Projects like this take growing that happens in the rural areas to the city.
We've always had a strife between country and city life, and country life is
where food is grown. With this change, we're seeing food done in the city as
well.

Of course this could be seen as potentially bad for farmers, as they lose a
bit more control...

But there's some awesome upsides:

Potentially completely robotic. I was looking into with a friend about an
automated greenhouse. It fell through due to medical disasters, but we had the
nuts and bolts figured out.

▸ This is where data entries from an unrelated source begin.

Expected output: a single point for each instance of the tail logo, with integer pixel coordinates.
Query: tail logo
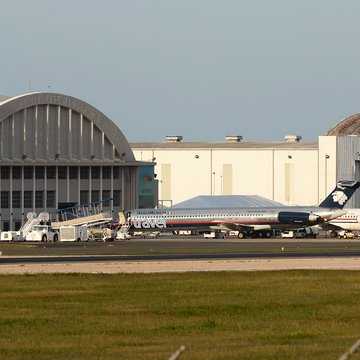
(339, 197)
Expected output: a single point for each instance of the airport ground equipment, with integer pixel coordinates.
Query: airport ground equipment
(22, 233)
(42, 233)
(73, 233)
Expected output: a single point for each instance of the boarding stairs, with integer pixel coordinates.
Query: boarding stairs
(32, 220)
(90, 220)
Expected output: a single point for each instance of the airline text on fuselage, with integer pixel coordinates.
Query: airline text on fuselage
(149, 223)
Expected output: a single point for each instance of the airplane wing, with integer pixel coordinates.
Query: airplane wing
(243, 227)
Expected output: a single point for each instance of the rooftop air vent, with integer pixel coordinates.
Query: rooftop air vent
(292, 138)
(233, 138)
(173, 138)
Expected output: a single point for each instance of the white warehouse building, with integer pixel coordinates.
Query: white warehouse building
(292, 172)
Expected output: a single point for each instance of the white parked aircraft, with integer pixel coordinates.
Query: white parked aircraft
(348, 222)
(243, 220)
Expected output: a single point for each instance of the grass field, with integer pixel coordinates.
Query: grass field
(229, 315)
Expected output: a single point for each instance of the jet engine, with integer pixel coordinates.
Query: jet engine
(298, 218)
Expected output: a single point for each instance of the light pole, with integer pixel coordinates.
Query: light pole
(326, 159)
(214, 183)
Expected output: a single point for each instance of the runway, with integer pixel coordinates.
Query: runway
(180, 255)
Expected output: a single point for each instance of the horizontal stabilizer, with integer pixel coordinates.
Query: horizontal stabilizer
(341, 194)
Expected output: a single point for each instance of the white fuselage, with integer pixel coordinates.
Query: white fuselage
(349, 221)
(225, 219)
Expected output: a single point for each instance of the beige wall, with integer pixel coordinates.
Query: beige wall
(286, 176)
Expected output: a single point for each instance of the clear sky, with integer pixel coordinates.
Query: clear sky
(202, 69)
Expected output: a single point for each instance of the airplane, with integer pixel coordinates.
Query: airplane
(348, 222)
(243, 220)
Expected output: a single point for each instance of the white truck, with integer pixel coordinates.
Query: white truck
(42, 233)
(11, 236)
(73, 233)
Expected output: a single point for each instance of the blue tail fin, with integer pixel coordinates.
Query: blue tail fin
(341, 194)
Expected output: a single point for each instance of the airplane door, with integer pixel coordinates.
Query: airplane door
(357, 192)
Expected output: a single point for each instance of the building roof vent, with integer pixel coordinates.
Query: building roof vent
(233, 138)
(292, 138)
(173, 138)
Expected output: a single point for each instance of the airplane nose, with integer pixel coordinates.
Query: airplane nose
(314, 218)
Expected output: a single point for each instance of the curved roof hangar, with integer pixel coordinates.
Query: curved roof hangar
(348, 126)
(53, 126)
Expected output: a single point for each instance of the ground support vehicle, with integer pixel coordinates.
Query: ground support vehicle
(309, 232)
(215, 235)
(73, 233)
(42, 233)
(256, 234)
(11, 236)
(346, 235)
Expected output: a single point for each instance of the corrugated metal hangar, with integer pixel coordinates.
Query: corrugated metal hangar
(57, 151)
(292, 172)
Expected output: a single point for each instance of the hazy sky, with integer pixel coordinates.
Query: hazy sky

The gist is hydroponics with tilapia serving as
protein and fertilizer for the plants. It would take around 10 mins/day for up
to 100sq. ft. (it's considered that 25 sq ft is enough to feed a human
indefinitely.)

Provides food for a city. Now, instead of having to rely on 'elsewhere', we
can point to the building where our food comes from. The gist here is that
there's now food security.

Lower transportation costs. Now, instead of food coming from 'elsewhere', it
comes from the building over there. Distribution costs are cheaper, storage is
onsite and local.

Is not subject to the growing season. With this system in place, the growing
season is now 24/7/365.

Is also not subject to a host of pests or other environmental damaging
effects. Everything is controlled: light, rain, drainage, nutrients. So yields
will be much higher than on land.

Organic can be much easier. Since there's few/no pests, neonitonoids and
similar aren't needed, nor are other nasty insecticides and herbicides.

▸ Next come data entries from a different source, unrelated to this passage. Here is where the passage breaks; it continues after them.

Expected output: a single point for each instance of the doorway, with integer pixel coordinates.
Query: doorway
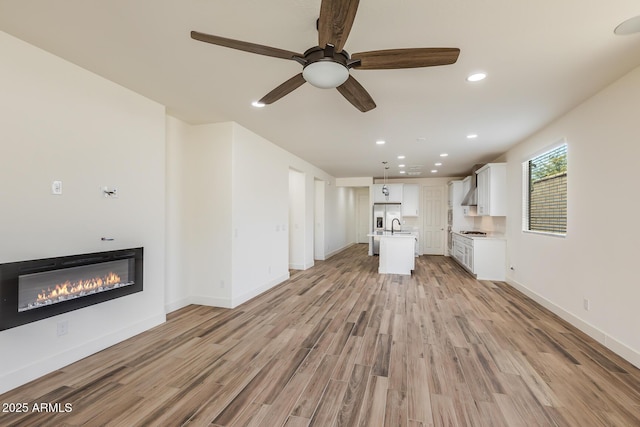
(434, 220)
(363, 213)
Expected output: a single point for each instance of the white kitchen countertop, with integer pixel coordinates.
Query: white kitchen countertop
(398, 234)
(489, 236)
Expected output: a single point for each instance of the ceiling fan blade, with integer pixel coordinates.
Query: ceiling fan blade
(246, 46)
(406, 58)
(285, 88)
(335, 22)
(356, 95)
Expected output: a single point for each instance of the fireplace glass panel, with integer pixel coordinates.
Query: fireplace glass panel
(43, 289)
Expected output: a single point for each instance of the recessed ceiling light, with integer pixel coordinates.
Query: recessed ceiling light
(476, 77)
(630, 26)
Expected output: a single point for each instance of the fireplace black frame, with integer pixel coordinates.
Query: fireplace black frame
(10, 317)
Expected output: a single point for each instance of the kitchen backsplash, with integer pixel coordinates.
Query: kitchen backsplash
(493, 224)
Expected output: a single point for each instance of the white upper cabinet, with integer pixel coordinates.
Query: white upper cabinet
(410, 199)
(395, 193)
(492, 189)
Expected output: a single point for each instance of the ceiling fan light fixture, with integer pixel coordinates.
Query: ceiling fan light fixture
(325, 74)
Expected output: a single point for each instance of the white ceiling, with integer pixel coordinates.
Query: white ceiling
(542, 58)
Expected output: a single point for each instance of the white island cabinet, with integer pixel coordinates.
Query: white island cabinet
(397, 253)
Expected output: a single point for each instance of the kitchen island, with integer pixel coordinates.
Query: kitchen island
(397, 252)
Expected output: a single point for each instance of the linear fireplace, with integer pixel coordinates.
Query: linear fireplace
(37, 289)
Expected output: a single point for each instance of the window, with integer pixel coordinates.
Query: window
(545, 192)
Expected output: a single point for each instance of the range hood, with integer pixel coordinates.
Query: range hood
(471, 198)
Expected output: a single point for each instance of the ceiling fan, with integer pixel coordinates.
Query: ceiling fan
(327, 65)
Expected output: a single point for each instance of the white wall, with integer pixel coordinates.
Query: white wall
(297, 232)
(598, 258)
(60, 122)
(233, 219)
(177, 291)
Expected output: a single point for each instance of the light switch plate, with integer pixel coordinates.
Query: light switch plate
(56, 188)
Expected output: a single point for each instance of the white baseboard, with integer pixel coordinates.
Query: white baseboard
(301, 266)
(44, 366)
(621, 349)
(233, 302)
(177, 305)
(257, 291)
(210, 301)
(337, 251)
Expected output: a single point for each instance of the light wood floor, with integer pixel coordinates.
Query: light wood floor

Yes, it does cost more, due to using electricity. However solar is getting
cheaper. These buildings could also be used in conjunction with spillover from
power plants: There's no reason why the day/night cycle can't be switched, so
that the grow building is using power at night, when power is usually not
consumed (and is cheaper).

Edit: Seriously, modded down already? How about whoever did that _also_ leave
a comment why this is not good content?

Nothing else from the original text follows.